If you can't fix your team, or restructure your project to actually be agile, then you have an organizational problem that you need to address.
Fix Your Organizational Processes
Scrum Teams are intended to be long-lived teams that work on multiple projects over time. This allows them to be a team and not a collection of individuals.
If you are trying to adopt Scrum ab initio, you often get "teams" like the one you're describing. This is basically putting lipstick on a pig and doing traditional waterfall development but slapping a hip new agile label on it. Real agile adoptions require changes to the way teams are composed, work together, and get managed by line management and senior leadership.
You can't undo years of hiring for I-shaped people, but you can make the costs of using I-shaped people or building teams without cross-functional skills visible to stakeholders. Scrum doesn't promise you will do anything faster; it just promises to make the cost of work, change, and process visible and transparent so that the organization can continuously improve.
Without executive support for the values and principles of agility, and without their support for switching from utilization- to outcome-based metrics, the project will not produce the desired results. This will ultimately be blamed on the members of the Scrum—deservedly so if they don't take ownership of their own team composition or don't raise process issues like team resources and the (lack of) availability of framework training or cross-functional skill development—while management often thinks Scrum is a technical thing and refuses to change how they leverage the framework, interact with the Scrum Team, or measure the progress of the project.

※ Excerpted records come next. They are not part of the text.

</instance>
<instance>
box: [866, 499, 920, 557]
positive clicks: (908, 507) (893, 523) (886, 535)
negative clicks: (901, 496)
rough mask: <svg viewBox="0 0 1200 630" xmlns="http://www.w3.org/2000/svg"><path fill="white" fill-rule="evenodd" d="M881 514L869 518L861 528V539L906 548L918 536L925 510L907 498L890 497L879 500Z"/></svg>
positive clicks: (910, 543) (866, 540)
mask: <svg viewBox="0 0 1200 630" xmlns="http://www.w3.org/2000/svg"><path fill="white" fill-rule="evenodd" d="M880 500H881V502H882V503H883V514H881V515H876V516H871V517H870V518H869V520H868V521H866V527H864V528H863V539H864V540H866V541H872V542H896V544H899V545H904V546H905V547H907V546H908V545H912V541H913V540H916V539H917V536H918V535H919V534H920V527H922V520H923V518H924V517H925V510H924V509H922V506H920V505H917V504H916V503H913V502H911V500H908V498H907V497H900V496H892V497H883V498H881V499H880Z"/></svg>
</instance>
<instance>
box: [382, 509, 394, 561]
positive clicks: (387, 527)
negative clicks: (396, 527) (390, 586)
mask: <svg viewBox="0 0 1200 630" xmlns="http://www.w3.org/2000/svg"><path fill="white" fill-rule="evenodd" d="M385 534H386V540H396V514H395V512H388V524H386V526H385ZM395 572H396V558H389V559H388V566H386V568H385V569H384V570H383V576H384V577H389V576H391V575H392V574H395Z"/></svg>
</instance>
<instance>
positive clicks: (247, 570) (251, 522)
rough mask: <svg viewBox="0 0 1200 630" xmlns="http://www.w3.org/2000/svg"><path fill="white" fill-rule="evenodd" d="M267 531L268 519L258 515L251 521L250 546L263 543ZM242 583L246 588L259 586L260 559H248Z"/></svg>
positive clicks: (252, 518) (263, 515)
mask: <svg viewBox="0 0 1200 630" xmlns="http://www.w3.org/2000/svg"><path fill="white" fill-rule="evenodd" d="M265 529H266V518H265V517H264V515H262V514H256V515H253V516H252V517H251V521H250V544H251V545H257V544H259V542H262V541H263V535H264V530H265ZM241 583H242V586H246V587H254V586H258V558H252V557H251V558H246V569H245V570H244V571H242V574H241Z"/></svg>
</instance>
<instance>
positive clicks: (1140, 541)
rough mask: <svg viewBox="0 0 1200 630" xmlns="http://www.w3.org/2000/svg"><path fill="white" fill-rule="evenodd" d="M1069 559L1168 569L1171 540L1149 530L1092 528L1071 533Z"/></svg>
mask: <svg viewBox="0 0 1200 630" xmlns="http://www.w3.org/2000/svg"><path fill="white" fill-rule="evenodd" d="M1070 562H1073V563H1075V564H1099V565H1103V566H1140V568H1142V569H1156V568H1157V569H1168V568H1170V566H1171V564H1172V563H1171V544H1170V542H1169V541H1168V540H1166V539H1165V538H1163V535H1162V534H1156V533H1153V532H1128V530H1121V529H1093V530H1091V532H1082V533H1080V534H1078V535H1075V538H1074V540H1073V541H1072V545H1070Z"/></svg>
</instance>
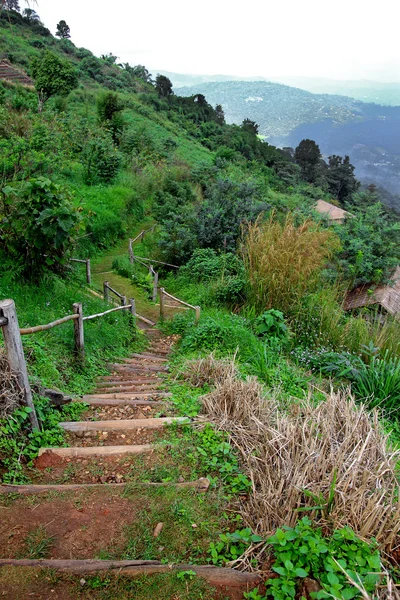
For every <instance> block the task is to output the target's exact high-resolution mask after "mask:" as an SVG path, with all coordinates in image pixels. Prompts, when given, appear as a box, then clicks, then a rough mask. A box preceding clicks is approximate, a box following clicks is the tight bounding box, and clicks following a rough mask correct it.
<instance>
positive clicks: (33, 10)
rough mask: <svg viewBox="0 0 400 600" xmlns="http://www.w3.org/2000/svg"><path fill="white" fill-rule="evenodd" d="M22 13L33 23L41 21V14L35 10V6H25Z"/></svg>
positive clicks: (25, 17)
mask: <svg viewBox="0 0 400 600" xmlns="http://www.w3.org/2000/svg"><path fill="white" fill-rule="evenodd" d="M22 14H23V16H24V17H25V19H26V20H27V21H29V22H30V23H33V22H34V21H40V17H39V15H38V14H37V12H36V11H35V10H33V8H25V10H24V12H23V13H22Z"/></svg>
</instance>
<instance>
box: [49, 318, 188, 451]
mask: <svg viewBox="0 0 400 600" xmlns="http://www.w3.org/2000/svg"><path fill="white" fill-rule="evenodd" d="M146 335H147V337H148V338H149V340H150V347H149V349H148V351H146V352H143V353H141V354H137V353H134V354H132V355H131V356H130V357H129V358H126V359H124V360H123V361H122V362H121V363H118V364H109V365H108V367H109V369H110V373H111V374H110V375H107V376H105V377H100V378H99V379H98V384H97V388H96V389H95V391H94V393H93V394H88V395H85V396H83V398H82V401H83V402H85V403H87V404H88V405H89V409H88V411H87V412H86V415H85V416H86V419H85V420H84V421H67V422H61V423H60V424H59V425H60V427H62V428H63V429H64V430H65V431H66V432H67V433H68V442H69V444H70V445H69V447H66V448H63V447H60V448H54V447H52V448H41V450H40V451H39V457H40V456H42V455H44V454H53V455H54V454H55V455H57V456H60V457H84V456H112V455H122V454H141V453H144V452H151V451H152V450H153V448H154V445H153V444H152V443H151V442H152V439H153V437H154V436H153V434H154V431H155V430H160V429H163V428H164V427H165V426H166V425H170V424H172V423H178V424H179V423H182V424H183V423H189V422H190V420H189V419H188V418H185V417H174V416H156V417H154V416H153V415H154V412H155V411H157V413H161V415H163V411H164V412H165V411H168V412H170V407H169V406H168V398H170V397H171V396H172V394H170V393H168V392H167V391H165V387H164V386H165V378H164V375H165V373H166V372H167V371H168V366H167V362H168V359H167V356H168V353H169V352H170V349H171V341H170V340H168V338H163V337H162V336H161V334H160V332H159V331H158V330H156V329H148V330H146Z"/></svg>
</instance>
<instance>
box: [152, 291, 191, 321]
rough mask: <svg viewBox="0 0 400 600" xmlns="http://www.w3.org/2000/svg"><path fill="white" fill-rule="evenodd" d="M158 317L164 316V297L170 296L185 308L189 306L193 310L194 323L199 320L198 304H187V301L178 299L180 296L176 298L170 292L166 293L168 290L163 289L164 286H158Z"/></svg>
mask: <svg viewBox="0 0 400 600" xmlns="http://www.w3.org/2000/svg"><path fill="white" fill-rule="evenodd" d="M159 291H160V317H161V318H162V319H164V318H165V308H166V303H165V298H164V297H166V298H171V300H174V301H175V302H178V303H179V304H181V305H182V306H185V307H186V308H191V309H193V310H194V311H195V321H196V323H198V322H199V320H200V310H201V309H200V306H193V305H192V304H189V303H188V302H184V301H183V300H180V298H176V297H175V296H172V294H168V292H166V291H165V289H164V288H160V290H159Z"/></svg>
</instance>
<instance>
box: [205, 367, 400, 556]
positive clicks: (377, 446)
mask: <svg viewBox="0 0 400 600" xmlns="http://www.w3.org/2000/svg"><path fill="white" fill-rule="evenodd" d="M203 410H204V412H205V413H206V415H207V418H208V419H209V420H210V421H212V422H214V424H215V425H216V426H217V427H218V428H220V429H222V430H224V431H227V432H228V433H229V436H230V438H231V439H232V441H234V444H235V447H236V448H237V449H238V450H239V452H240V455H241V457H242V466H243V467H244V470H245V473H246V475H247V476H248V477H249V479H250V480H251V482H252V492H251V493H250V494H249V496H248V497H247V498H244V499H243V500H242V501H241V506H240V512H241V514H242V516H243V519H244V524H245V526H246V527H250V528H251V529H252V531H255V532H257V533H258V534H259V535H262V536H264V537H267V536H268V535H270V534H271V533H272V532H274V531H275V530H276V528H277V527H282V526H290V527H294V526H295V524H296V523H297V521H299V520H300V519H301V517H302V515H303V512H304V511H307V512H308V513H309V514H310V516H311V517H313V518H314V519H315V521H316V522H317V524H318V525H320V526H323V527H324V528H325V529H326V530H327V531H333V530H335V529H340V528H342V527H345V526H350V527H351V528H352V529H353V530H354V531H355V532H356V533H357V535H359V536H360V537H361V538H362V539H364V540H369V539H371V538H373V537H374V538H376V540H377V542H378V544H379V546H380V549H381V550H383V551H386V552H391V550H393V549H395V548H397V547H398V543H399V534H400V505H399V501H398V452H395V451H392V450H391V449H390V448H389V446H388V439H387V437H386V436H385V434H384V432H383V428H382V426H381V424H380V422H379V419H378V413H377V411H373V412H372V413H370V412H368V411H367V410H366V408H365V407H364V406H362V405H360V406H357V405H356V404H355V402H354V399H353V398H352V397H351V396H350V395H349V394H348V393H347V392H345V391H344V392H340V393H334V392H331V393H330V394H327V395H326V399H325V401H323V402H320V403H319V404H318V405H317V406H316V405H315V403H313V402H312V401H310V400H309V399H303V400H299V401H298V402H297V403H296V404H295V405H294V406H293V407H292V410H290V411H287V410H282V407H281V406H280V404H279V402H277V401H276V399H274V398H273V397H272V398H271V397H270V396H267V395H266V394H265V393H263V390H262V388H261V387H260V386H259V384H258V383H257V381H256V380H255V379H254V378H248V379H247V381H238V380H237V379H236V378H235V377H234V376H233V375H228V377H227V378H226V379H225V381H223V382H221V383H218V384H217V385H216V387H215V389H213V390H212V391H211V392H210V393H209V394H207V395H206V396H205V397H204V398H203ZM317 498H318V501H316V499H317ZM247 558H250V556H247Z"/></svg>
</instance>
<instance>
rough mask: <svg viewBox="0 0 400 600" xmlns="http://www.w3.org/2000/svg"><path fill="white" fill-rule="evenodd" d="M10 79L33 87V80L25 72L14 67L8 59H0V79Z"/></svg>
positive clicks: (12, 80) (29, 86) (2, 79)
mask: <svg viewBox="0 0 400 600" xmlns="http://www.w3.org/2000/svg"><path fill="white" fill-rule="evenodd" d="M1 79H2V80H5V81H11V82H12V83H20V84H21V85H27V86H29V87H33V86H34V85H35V84H34V82H33V80H32V79H31V78H30V77H28V75H27V74H26V73H24V72H23V71H20V70H19V69H17V68H16V67H14V66H13V65H12V64H11V63H10V62H9V61H8V60H5V59H3V60H0V80H1Z"/></svg>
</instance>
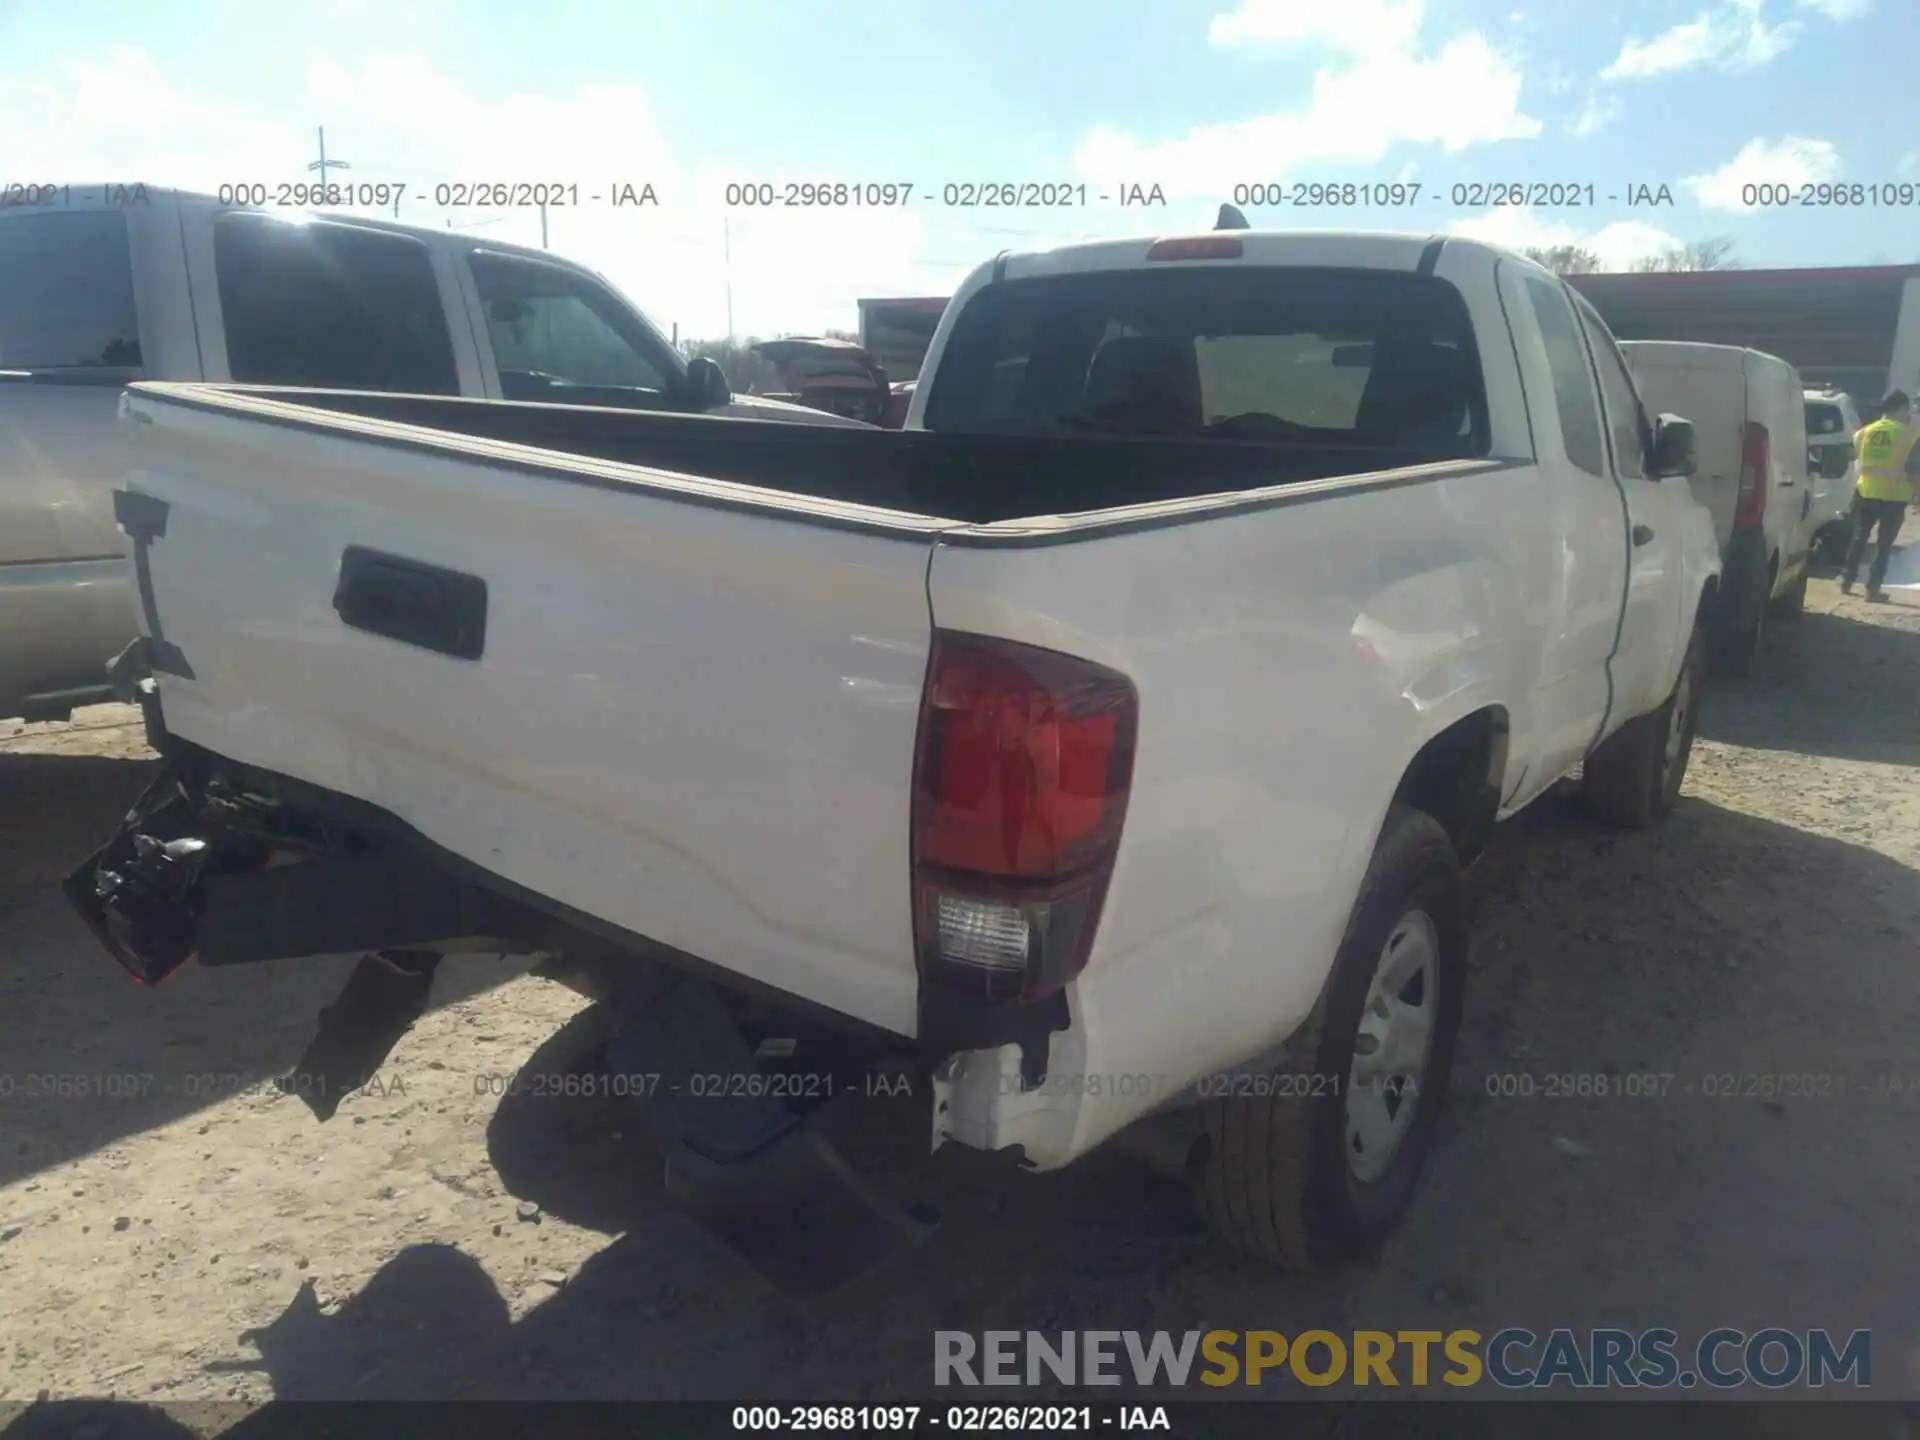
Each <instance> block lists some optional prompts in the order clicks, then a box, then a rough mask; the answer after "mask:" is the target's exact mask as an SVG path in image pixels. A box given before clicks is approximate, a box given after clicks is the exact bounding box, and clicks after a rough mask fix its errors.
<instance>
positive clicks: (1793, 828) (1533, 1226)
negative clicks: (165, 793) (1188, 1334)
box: [0, 555, 1920, 1434]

Senior Leadership is Always Responsible
In the end, executive management is always 100% responsible for the success or failure of a project. Tone at the top is essential to agile adoptions, and real agile transformation requires changes in leadership style as well as spooning around new names for existing roles.
In short, Scrum is a framework with room for both the Scrum Team and the parent organization to continuously inspect-and-adapt. Unless that happens, the process will break. If executive leadership breaks the process, then they get to keep both halves. Q.E.D.
Do your best to support this transformation, but if you need help get buy-in and support from your leadership team. If your organization is struggling to adopt Scrum, then hire an agile coach or make routine framework seminars, lunch-and-learns, or other ongoing training part of your routine cadence. In many cases, poorly-implemented Scrum will actually be less effective than poorly-implemented waterfall. Don't set your team up for failure this way; sweeping obvious problems like this under the rug is why more than 68% of IT projects fail. Don't be a statistic!